Breakthrough! A new approach to designing products integrates CAD with hands on crafting, using both subtractive and additive processes, integrating digital and mechanical modification.
Designing in the digital and physical worlds at the same time
A machine developed at the University of Lancaster in Britain provides a glimpse of a future in which product designers will be able to work in both digital and physical forms—at the same time. The ReForm is a desktop machine ... to pick up any changes made to a physical model of a product and reflect those changes back into the digital model, or vice versa.
Inside ReForm is a fast-spinning milling head, which cuts shapes out of material in the traditional subtractive manner, and a 3D-printing extrusion head, which builds material in layers up additively.
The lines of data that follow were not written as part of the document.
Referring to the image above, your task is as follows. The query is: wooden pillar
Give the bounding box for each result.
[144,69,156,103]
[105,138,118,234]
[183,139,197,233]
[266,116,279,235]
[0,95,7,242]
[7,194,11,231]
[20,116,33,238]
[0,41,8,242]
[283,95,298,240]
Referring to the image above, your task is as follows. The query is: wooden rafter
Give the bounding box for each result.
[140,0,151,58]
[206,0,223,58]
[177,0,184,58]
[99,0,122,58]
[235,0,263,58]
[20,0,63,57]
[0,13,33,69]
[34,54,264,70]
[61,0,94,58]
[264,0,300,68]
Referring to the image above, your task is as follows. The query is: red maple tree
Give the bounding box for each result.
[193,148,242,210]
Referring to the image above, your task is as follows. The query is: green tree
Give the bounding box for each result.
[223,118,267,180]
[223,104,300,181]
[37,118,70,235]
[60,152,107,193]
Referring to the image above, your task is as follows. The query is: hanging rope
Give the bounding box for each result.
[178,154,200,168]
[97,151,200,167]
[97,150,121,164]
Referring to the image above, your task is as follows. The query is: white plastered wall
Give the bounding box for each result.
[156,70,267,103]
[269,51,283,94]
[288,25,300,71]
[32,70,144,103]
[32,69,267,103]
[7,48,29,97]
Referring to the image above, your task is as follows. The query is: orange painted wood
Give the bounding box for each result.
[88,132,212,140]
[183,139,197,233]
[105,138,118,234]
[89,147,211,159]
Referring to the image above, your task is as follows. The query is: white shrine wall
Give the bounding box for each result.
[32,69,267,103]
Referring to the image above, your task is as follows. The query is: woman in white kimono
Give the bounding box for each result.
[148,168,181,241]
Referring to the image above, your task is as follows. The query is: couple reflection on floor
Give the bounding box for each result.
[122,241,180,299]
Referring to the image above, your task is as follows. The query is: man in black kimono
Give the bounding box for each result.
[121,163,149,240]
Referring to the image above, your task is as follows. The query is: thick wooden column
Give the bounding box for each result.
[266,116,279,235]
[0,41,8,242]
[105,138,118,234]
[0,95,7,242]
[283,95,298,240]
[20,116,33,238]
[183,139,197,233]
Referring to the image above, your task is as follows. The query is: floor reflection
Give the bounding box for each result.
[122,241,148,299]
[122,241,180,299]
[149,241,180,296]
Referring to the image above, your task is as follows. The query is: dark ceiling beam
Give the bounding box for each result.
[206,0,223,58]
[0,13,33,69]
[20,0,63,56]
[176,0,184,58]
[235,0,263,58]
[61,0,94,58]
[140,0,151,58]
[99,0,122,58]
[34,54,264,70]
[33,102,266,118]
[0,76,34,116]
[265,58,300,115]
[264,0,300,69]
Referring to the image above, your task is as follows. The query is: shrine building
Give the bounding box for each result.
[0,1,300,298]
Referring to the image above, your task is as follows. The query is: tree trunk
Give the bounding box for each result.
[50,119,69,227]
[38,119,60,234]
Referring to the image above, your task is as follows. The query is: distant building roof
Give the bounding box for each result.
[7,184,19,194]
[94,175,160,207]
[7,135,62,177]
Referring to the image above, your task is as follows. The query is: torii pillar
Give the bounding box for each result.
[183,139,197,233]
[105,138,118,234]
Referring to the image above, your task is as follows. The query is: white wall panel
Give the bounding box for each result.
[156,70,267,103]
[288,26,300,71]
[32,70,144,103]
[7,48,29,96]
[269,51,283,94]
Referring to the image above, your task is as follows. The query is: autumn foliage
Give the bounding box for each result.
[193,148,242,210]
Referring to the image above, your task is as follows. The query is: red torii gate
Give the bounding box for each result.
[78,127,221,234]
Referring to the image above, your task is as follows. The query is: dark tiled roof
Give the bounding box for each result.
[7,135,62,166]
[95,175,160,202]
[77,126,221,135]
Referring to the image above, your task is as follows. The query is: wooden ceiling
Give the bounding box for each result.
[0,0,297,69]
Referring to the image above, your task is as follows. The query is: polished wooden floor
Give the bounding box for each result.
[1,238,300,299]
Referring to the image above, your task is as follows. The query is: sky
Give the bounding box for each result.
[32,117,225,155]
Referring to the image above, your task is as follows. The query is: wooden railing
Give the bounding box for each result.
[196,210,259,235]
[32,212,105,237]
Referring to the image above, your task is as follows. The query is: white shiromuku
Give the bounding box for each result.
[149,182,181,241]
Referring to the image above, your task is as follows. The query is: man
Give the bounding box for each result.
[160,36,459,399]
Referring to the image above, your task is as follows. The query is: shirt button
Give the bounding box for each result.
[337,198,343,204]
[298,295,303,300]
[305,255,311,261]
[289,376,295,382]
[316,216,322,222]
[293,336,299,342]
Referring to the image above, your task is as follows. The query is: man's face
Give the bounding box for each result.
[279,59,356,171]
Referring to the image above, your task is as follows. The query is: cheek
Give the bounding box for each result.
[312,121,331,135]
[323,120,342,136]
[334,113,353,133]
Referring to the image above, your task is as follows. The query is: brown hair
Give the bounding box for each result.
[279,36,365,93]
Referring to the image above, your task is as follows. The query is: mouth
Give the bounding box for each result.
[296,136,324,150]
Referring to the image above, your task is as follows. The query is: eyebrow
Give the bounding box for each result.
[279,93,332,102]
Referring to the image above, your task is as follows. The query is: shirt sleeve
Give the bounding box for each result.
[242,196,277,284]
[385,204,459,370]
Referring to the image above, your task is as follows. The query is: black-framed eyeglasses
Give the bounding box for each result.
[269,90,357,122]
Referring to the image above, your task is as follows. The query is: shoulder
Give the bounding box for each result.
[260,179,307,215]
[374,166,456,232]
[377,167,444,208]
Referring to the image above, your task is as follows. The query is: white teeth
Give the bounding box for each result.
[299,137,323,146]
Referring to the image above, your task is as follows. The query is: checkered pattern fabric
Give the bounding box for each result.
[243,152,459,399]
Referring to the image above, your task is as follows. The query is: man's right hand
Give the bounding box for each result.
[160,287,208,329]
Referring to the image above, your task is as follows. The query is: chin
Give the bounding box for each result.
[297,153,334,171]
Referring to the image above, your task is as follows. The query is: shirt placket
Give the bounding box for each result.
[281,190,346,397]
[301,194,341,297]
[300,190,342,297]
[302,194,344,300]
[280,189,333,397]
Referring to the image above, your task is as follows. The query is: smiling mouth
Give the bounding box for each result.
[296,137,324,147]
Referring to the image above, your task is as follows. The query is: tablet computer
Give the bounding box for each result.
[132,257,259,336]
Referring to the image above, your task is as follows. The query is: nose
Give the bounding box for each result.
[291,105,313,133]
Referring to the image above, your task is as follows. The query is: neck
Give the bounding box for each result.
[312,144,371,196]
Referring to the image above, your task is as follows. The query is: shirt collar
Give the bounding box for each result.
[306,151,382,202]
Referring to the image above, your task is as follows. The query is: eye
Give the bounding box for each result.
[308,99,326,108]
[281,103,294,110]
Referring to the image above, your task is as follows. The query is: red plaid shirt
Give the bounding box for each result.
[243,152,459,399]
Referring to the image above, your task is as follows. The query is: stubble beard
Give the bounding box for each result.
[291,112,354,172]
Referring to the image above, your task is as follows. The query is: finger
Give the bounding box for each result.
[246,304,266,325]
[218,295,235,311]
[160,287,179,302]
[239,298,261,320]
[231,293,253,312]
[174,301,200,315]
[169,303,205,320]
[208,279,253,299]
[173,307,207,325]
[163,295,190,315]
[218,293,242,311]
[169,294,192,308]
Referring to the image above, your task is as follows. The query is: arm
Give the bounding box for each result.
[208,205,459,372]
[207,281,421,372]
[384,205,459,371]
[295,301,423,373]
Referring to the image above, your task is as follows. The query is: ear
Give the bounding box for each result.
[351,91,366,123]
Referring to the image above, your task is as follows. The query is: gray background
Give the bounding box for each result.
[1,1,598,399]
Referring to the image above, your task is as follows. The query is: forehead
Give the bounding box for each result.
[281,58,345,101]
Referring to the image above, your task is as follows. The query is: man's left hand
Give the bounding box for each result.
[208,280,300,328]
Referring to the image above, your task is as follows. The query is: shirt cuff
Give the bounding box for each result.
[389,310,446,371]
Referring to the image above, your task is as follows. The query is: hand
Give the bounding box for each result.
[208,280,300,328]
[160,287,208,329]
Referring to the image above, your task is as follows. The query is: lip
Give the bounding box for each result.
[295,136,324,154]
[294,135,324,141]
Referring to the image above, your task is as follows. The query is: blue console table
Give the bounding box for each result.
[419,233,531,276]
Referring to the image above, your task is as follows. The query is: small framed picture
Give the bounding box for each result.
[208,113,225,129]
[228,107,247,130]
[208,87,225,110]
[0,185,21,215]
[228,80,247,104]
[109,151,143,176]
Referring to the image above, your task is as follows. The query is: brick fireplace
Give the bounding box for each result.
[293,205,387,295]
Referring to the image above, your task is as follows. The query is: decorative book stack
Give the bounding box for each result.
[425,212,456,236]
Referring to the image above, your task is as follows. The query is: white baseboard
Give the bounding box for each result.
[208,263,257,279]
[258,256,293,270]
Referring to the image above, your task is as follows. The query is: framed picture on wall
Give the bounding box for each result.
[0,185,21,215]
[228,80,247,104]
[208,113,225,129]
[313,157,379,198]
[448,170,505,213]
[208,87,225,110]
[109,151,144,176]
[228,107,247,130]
Overseeing proceedings is a 3D scanner, which projects a pattern of light onto the object being worked upon.
At present the machine works with modelling clay.
A digital CAD design can be sent to ReForm and it will set about milling it from a block of clay or printing it, after the machine itself determines which process will be the fastest. It could be a combination of both. Alternatively, an object can be placed inside ReForm to be scanned, after which a replica will be made either additively or subtractively.
Changes can then be made to the object, cutting a bit off here, say, adding a bit there or drilling a hole. That could be done virtually on a computer screen or by removing the physical model and doing the work manually. Once placed back into the machine, the scanner detects the changes and updates the digital model. [emphasis mine]
With further development, he believes it will be possible to integrate other manufacturing techniques into ReForm, such as making things in plastic or metal or at much larger scale, with milling and extrusion heads mounted on robotic arms.